On my first trip to Paris during the pre-Euro, pre-Google Map era, a morning amble in the 15th arrondissement took me past a boulangerie somewhere along Rue Cambronne. A teenager with a meager budget and mammoth appetite, I looked for the biggest, cheapest item on the shelves. The most appealing candidate clocked in at just five francs (roughly 80 cents back in the day) – a glistening, voluptuous crescent exhaling the essence of butter and spring meadows.
One bite was all it took. Soft steam escaped the honeycomb interiors, scaly crumbs drizzled down my scarf, and with my fingers coated in grease, I knew I could never contemplate frozen supermarket croissant dough again.

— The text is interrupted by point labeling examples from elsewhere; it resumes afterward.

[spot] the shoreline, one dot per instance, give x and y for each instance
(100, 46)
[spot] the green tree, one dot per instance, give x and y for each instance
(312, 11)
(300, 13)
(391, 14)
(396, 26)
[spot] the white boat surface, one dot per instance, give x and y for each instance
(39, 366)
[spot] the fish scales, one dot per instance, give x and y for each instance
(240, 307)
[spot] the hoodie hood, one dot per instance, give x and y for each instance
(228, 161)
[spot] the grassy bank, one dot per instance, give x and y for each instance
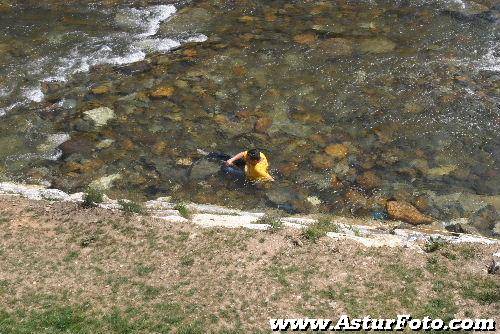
(69, 269)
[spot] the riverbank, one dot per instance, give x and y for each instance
(68, 268)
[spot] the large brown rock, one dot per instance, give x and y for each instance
(406, 212)
(338, 151)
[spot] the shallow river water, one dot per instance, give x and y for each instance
(353, 102)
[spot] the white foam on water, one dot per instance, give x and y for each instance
(159, 14)
(34, 94)
(129, 45)
(157, 44)
(197, 39)
(129, 58)
(491, 60)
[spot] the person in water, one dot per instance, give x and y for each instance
(255, 165)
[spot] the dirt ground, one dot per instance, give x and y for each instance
(69, 269)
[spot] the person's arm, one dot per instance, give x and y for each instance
(236, 157)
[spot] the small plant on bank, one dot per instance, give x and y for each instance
(319, 229)
(272, 220)
(131, 207)
(92, 197)
(434, 244)
(183, 210)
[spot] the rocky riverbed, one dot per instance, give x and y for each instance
(356, 104)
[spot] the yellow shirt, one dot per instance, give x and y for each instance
(257, 172)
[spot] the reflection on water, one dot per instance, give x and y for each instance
(353, 102)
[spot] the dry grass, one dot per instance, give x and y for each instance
(71, 269)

Time check: 8:14AM.
Fast forward a decade and I had become a prolific home baker, undaunted by weddings cakes for 120 guests or dessert buffets to feed 60. Yet, there were two breeds of baked goods I would not attempt: yeast breads or puff pastry, the former infamously mercurial and the latter characterized by immense tedium.
A flash of inspiration one day spurred me to confront this double phobia. Naturally, the croissant, which develops its fluffiness through fermentation and derives its flakiness from alternating layers of butter trapped in pastry, seemed the ideal challenge.

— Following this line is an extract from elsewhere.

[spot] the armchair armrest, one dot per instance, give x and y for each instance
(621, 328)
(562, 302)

I pored over a dozen recipes, internalizing the optimal temperatures of water and air vital to help yeast grow. I watched videos to mimic the art of sealing butter in dough, pounding them with a rolling pin and folding them repeatedly in a process called lamination. I thought I was ready.

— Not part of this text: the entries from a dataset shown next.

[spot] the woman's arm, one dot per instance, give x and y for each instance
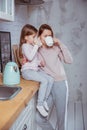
(64, 54)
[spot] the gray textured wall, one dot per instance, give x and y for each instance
(68, 19)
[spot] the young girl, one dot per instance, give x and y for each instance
(31, 66)
(53, 56)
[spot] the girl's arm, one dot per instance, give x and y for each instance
(29, 52)
(41, 60)
(64, 52)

Day 1: I killed the yeast and the dough never did rise; they turned out flat like pancakes with the dense consistency of bagels.
Day 2: the butter leaked out of my flimsy borders and onto the baking sheet, resulting in mostly dried out croissants soaking in a pool of fat.
Day 3: I kneaded the dough so vigorously that the 27 butter-pastry layers merged into one; they were best described as flavourful buns in the shape of Dungeness crabs.
Over the course of a week, I produced five batches of those aspiring French beauties. They were the most woeful collection of 120 croissants one ever saw. A few tasted decent but bore little resemblance to classic viennoiserie. The rest sat for hours in my workplace pantry, eventually consumed around dinnertime by the most desperate of colleagues.
The trials proved a bitter truth: my ardor for croissants was unrequited. Dreams of their blooming in my oven each weekend, brimming with chocolate and sprinkled with almonds, shattered in the same spectacular manner my crusts could not.
Last winter, a series of botched flights resulted in an unplanned Paris layover, which I gleefully turned into a personal pastry safari. Armed with GPS and blogger tips, I hunted down every boulangerie of renown, with special emphasis on winners of the coveted Concours du Meilleur Croissant au Beurre AOC Charente-Poitou, an annual competition honoring croissant perfection.
Around the sixth or seventh stop on this carby expedition, I sat at a café staring at my nemesis as I tore off one of its curved legs to dunk into coffee when I made peace with it. I may never have the patience nor finesse to execute croissants like the French masters do. But my love for them is unwavering – and if it means having to trample across Paris in buttery humiliation, this is one war I am willing to admit defeat.